Tu parli spesso della nostra terra, l’Oltrepò, dove sei approdato. Come la vedi oggi?

«L’Oltrepò è una terra bellissima, solo che è un po’ abbandonata, forse poco curata. Non è possibile avere un paradiso come l’Alta Valle Staffora alle porte di Milano e non valorizzarlo. Non è possibile assistere al degrado e all’abbandono di posti del genere. L’Oltrepò collinare se la cava ancora abbastanza bene, ma la zona montana fa fatica. È chiaro che l’eterogeneità del territorio non permette di individuare una sola e precisa linea di condotta, ma una valorizzazione globale va perseguita in tutti i modi. La varietà è ricchezza, non un limite. Non riesco a capire cosa freni una decisa azione di promozione. Ci vorrebbe forse più unità d’intenti, più coordinamento tra i soggetti che vorrebbero ridarle forza, facendo conoscere le cose belle che il territorio offre, dai luoghi naturali ai prodotti tipici, dalle bellezze storiche alla ricchezza culturale. Serve un “piano promozionale” messo in atto da un soggetto forte che si prenda la briga di promuovere il territorio a più livelli: regionale, nazionale e – perché no? – anche internazionale. Bisogna però partire da obiettività e consapevolezza e per quello che vedo io, la mentalità di molte persone non aiuta. Certo, non è facile, perché per troppo tempo si è giocata una partita al ribasso, ma bisogna mettercela tutta e tentare di risalire la china. L’Oltrepò lo merita».

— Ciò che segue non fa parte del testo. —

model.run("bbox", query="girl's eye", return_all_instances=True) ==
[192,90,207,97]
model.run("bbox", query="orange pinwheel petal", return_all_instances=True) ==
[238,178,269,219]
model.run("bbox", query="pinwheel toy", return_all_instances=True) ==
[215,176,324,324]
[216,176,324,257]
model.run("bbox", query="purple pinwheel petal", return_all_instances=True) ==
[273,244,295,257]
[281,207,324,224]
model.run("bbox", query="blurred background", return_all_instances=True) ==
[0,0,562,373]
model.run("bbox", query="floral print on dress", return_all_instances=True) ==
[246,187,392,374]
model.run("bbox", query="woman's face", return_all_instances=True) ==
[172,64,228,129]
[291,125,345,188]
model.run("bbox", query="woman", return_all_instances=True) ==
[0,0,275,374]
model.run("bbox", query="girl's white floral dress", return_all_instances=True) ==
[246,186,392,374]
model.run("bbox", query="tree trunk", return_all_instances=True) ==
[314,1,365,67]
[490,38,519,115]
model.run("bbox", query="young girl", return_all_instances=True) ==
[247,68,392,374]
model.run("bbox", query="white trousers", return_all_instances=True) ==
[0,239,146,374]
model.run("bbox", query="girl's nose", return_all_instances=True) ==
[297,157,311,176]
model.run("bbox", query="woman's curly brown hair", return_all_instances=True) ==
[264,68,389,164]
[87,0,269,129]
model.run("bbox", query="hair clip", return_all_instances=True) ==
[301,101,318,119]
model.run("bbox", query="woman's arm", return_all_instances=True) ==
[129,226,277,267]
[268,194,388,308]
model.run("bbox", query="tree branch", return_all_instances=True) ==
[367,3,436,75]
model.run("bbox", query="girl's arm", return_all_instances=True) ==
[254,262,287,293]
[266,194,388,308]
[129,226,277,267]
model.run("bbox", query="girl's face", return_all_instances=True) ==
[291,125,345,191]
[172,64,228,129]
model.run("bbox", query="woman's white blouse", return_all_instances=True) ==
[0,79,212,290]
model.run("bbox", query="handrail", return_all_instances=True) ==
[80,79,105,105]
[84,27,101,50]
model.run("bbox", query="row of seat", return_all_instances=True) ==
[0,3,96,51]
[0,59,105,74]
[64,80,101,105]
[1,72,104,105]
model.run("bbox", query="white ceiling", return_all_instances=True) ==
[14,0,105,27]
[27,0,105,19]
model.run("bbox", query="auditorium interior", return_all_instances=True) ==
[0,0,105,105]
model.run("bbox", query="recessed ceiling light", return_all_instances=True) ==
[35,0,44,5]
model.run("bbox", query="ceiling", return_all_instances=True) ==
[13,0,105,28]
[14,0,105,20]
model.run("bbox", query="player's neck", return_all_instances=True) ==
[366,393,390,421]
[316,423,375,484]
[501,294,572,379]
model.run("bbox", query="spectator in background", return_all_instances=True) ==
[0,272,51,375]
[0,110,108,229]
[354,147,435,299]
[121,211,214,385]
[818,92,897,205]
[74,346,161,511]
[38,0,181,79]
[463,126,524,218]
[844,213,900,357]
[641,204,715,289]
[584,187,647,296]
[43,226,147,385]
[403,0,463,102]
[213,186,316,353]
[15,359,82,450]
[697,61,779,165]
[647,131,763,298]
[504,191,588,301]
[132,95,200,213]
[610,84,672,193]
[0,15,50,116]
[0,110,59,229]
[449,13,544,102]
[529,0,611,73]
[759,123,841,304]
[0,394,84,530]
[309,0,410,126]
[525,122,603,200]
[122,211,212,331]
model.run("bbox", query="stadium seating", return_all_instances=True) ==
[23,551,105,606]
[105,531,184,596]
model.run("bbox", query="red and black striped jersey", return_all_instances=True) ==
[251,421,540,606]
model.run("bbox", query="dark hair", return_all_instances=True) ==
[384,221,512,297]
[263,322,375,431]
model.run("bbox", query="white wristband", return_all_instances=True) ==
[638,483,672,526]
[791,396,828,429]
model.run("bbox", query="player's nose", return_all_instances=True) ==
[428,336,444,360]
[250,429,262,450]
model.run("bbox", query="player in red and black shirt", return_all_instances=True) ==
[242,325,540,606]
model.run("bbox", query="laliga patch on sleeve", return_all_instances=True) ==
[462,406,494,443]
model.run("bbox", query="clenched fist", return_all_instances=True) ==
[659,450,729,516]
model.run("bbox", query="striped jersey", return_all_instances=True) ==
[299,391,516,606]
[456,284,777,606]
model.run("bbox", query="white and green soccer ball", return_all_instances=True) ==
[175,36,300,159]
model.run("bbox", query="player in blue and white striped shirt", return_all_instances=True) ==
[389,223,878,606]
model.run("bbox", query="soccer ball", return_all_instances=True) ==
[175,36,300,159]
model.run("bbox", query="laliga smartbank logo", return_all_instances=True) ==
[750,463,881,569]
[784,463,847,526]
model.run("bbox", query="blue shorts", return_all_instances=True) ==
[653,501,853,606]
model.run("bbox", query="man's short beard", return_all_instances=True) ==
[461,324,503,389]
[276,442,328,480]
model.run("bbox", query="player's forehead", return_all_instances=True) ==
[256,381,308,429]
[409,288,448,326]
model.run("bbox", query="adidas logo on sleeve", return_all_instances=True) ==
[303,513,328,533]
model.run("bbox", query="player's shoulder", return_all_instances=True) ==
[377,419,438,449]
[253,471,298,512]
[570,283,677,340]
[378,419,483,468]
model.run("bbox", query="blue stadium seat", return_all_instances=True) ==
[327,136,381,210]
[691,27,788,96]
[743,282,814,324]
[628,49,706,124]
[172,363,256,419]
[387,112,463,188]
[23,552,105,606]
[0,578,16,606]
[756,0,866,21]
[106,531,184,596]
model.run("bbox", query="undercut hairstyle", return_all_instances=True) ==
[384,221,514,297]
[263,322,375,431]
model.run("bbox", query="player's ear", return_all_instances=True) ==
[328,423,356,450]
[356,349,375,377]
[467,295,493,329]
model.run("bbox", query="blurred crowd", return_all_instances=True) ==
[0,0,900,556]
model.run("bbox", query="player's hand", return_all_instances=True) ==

Nelle scorse settimane questo giornale ha ospitato un dibattito sul futuro del territorio tortonese e novese. Si parla tanto di rilancio. L’Oltrepò ha forse bisogno di un processo catartico? Da dove partire secondo te?

«Credo che tutta l’Italia abbia bisogno di rilancio e penso che l’azione locale possa e debba avere un ruolo importante in tal senso. Negli anni ’70 era in voga un bellissimo slogan che recitava “Pensare globalmente, agire localmente”. È un pensiero che ho fatto mio, e che muove il nostro progetto musicale perché parte localmente con l’intenzione di proiettarsi nel mondo. Spero che arrivi un momento catartico per l’Oltrepò, ma occorre che tutti comincino a remare nella stessa direzione con la piena coscienza dello status attuale, le giuste considerazioni economiche commisurate alla situazione, lasciando da parte calcoli politici di piccola bottega o ridicoli personalismi che lasciano il tempo che trovano. Ecco, partiamo da qui e vediamo che cosa succede».